Modeling epithelial tissue and cell deformation dynamics using a viscoelastic slab sculpted by surface forces

During morphogenesis, epithelial monolayers actively alter their shape to create future body parts of the animal; this makes the epithelium one of the most active and critical structures in early animal development. Even though epithelial cells exist and move in three dimensions, mathematical models frequently describe them as merely two-dimensional. However, recent imaging technology has begun to reveal pertinent dynamics in the third dimension of the tissue. With the importance of the third dimension in mind, we have developed a self-sculpting, three-dimensional model of epithelia whose dynamics are driven by active forces on its surface.
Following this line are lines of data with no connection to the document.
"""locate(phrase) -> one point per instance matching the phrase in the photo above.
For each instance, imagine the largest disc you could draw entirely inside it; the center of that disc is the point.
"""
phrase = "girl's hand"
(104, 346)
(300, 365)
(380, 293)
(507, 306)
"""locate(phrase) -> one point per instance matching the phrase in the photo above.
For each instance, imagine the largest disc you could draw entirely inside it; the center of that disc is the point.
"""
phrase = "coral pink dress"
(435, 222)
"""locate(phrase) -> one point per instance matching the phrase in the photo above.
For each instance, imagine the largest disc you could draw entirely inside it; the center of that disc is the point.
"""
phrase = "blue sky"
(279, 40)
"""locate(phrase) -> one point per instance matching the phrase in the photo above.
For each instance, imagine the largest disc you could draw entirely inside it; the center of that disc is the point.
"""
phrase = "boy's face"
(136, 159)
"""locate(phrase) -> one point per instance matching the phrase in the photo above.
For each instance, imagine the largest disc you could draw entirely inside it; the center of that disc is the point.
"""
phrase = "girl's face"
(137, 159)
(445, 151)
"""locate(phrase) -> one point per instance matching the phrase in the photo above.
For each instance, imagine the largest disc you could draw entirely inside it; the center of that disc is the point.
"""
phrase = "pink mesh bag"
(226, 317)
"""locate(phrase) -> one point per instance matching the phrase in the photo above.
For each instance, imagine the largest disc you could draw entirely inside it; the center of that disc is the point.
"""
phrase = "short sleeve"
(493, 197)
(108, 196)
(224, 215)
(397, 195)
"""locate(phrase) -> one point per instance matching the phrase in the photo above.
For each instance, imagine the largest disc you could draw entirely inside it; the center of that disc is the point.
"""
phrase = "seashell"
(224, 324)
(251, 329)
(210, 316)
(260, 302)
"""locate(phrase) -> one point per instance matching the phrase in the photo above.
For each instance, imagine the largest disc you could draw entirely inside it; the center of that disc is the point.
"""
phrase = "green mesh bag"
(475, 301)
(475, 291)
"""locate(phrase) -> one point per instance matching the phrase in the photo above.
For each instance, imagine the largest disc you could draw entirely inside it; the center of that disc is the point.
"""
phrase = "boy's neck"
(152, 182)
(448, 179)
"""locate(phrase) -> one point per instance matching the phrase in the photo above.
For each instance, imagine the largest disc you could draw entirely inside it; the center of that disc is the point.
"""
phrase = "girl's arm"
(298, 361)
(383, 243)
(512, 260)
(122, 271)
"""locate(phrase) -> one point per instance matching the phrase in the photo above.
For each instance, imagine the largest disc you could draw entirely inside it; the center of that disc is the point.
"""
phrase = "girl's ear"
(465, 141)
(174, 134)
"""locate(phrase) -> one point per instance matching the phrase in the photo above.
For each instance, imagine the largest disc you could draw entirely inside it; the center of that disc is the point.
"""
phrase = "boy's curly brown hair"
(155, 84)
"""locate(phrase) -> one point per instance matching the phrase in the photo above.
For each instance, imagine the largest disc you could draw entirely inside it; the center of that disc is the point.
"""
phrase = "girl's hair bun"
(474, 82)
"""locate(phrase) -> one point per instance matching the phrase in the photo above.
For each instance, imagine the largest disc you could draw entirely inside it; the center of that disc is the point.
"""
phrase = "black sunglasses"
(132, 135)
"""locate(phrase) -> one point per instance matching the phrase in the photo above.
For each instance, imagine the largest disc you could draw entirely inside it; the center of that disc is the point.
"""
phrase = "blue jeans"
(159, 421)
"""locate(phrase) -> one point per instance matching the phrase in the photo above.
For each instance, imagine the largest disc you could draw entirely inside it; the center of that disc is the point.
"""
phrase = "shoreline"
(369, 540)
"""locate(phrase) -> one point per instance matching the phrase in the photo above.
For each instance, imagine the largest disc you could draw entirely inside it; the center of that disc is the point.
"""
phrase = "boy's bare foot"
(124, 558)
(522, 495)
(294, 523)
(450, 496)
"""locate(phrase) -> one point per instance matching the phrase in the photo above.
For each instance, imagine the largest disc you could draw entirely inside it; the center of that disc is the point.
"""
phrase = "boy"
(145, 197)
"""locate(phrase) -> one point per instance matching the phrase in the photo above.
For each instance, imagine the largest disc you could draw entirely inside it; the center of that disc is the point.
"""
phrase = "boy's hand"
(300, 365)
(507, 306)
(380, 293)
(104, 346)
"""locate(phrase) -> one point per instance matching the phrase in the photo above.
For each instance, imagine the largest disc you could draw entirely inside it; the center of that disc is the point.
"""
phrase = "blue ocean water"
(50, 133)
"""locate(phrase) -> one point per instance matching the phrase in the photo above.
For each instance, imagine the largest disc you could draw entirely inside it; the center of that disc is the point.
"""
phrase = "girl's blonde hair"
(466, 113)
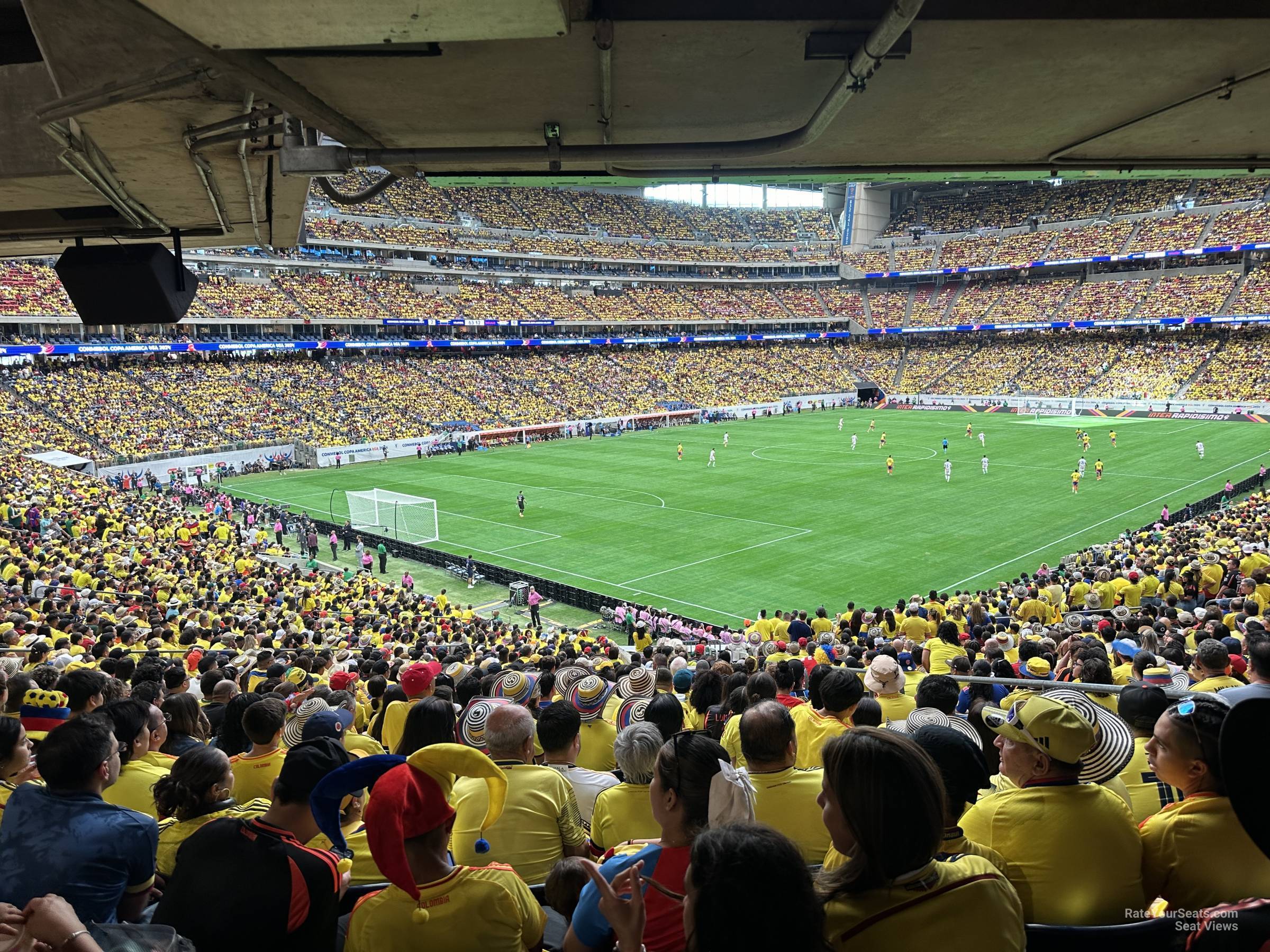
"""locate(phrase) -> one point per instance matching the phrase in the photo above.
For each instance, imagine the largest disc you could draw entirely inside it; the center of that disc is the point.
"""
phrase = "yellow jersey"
(489, 907)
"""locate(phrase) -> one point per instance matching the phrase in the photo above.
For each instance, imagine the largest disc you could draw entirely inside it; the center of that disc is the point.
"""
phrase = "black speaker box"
(126, 283)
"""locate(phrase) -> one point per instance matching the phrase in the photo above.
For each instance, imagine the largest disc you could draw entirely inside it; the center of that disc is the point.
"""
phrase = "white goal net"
(398, 515)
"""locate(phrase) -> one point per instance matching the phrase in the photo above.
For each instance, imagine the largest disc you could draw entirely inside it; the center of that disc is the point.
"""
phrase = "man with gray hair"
(625, 811)
(784, 794)
(540, 824)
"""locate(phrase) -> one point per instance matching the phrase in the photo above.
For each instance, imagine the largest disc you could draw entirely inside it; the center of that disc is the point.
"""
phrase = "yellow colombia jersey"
(785, 800)
(1032, 828)
(173, 832)
(623, 813)
(491, 907)
(962, 905)
(813, 731)
(135, 788)
(1148, 795)
(540, 814)
(597, 747)
(255, 776)
(365, 871)
(1197, 855)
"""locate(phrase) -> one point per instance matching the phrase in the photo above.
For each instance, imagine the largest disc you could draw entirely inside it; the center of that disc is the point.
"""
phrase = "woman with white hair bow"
(694, 789)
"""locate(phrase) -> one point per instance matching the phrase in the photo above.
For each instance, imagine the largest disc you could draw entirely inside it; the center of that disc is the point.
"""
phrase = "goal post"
(398, 515)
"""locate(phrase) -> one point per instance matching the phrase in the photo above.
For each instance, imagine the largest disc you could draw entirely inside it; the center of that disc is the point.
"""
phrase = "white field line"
(722, 555)
(1103, 522)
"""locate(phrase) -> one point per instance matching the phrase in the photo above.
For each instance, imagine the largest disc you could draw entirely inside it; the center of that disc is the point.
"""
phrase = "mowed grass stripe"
(792, 517)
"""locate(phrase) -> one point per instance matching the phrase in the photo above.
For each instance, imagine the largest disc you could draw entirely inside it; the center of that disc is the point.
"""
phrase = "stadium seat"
(1146, 936)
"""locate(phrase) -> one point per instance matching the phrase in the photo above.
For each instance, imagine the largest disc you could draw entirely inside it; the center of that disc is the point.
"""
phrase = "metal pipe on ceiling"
(235, 122)
(247, 172)
(172, 77)
(856, 73)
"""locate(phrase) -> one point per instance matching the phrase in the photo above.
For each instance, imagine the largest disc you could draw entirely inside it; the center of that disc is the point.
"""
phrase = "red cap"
(416, 680)
(340, 681)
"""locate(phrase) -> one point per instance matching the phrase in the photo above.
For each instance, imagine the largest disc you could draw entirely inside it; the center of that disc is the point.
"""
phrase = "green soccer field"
(792, 517)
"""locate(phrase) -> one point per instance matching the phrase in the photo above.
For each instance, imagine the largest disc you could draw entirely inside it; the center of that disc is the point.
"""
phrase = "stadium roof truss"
(130, 118)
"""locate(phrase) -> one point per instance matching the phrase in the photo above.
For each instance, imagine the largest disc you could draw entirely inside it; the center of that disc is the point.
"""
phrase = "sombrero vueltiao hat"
(516, 687)
(1165, 678)
(471, 721)
(293, 733)
(1113, 739)
(924, 716)
(632, 711)
(567, 678)
(588, 697)
(639, 683)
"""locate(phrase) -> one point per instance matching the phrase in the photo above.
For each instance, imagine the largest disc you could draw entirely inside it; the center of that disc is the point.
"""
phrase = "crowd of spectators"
(1105, 300)
(1027, 301)
(969, 252)
(930, 304)
(913, 259)
(32, 289)
(1255, 294)
(226, 297)
(887, 306)
(220, 715)
(1089, 242)
(1167, 233)
(1241, 188)
(1155, 369)
(1188, 295)
(976, 301)
(926, 361)
(117, 410)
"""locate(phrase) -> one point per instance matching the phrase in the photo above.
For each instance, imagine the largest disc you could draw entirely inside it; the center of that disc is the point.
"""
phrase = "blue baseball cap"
(1126, 646)
(328, 724)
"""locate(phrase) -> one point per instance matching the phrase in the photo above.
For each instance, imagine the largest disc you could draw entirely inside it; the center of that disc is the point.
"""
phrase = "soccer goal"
(404, 517)
(1030, 409)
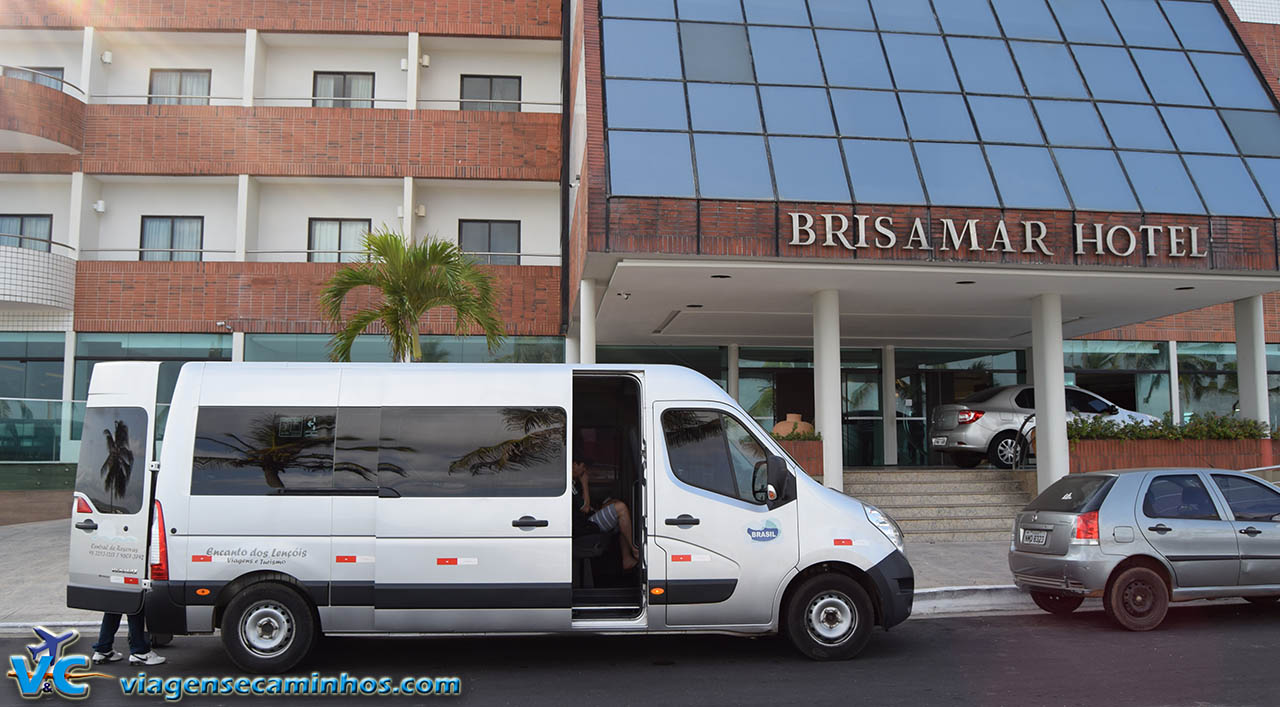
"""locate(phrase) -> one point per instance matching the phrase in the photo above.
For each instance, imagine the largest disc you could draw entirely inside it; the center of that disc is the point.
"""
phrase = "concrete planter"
(1100, 455)
(808, 454)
We present a first, fundamental study for a reduced version of epithelia that investigates how surface forces affect its internal dynamics. Our model captures the 3D slab-like geometry of epithelia, viscoelasticity of tissue response, fluid surroundings, and driving from active surface forces. We represent epithelial tissue as a thick slab, a 3D continuum comprised of a Stokes fluid with an extra viscoelastic stress. Employing this model, we present both analytical and numerical solutions of the system and make quantitative predictions about cell shapes, cell dynamics, and the tissue's response to surface force in a three-dimensional setting. In particular, we elucidate the initiation of ventral furrow invagination and T1 transitions in Drosophila embryogenesis. In the former, we demonstrate the importance of fluid and geometric surroundings to drive invagination. In the latter, we show the limitations of surface forces alone to drive T1 transitions.